Per questi ragazzi non esistono protocolli, percorsi, strumenti che consentano di offrire loro una vita migliore. Soltanto la Regione Basilicata e la Regione Lazio hanno avviato un iter legislativo per la concessione di un sostegno economico
specifico per bambini che vivono questo dramma. Decisioni encomiabili, ma che risentono delle lentezze burocratiche ed amministrative per la loro realizzazione. A livello nazionale, non esiste alcun provvedimento in merito: manca un intervento organico sul problema.

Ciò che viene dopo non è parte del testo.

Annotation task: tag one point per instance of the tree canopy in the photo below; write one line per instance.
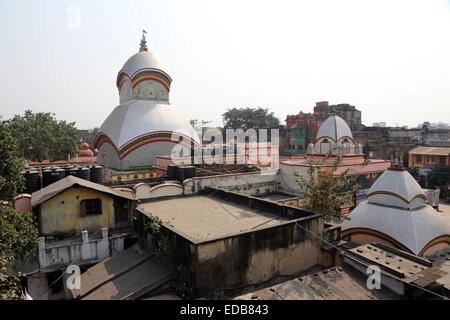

L’altra soluzione individuata dai Tribunali per i minorenni è l’affido preadottivo e poi l’adozione da parte di famiglie disponibili ad accogliere bambini decisamente problematici. Ma la decisione è rimessa alla discrezionalità dei giudici. Certamente è una soluzione che mira a dare un equilibrio familiare ai bambini, ma è altresì un ulteriore “taglio” che viene inflitto a questi minorenni, che perdono in tal modo anche gli ultimi legami e le relazioni con la famiglia, più o meno allargata, biologica.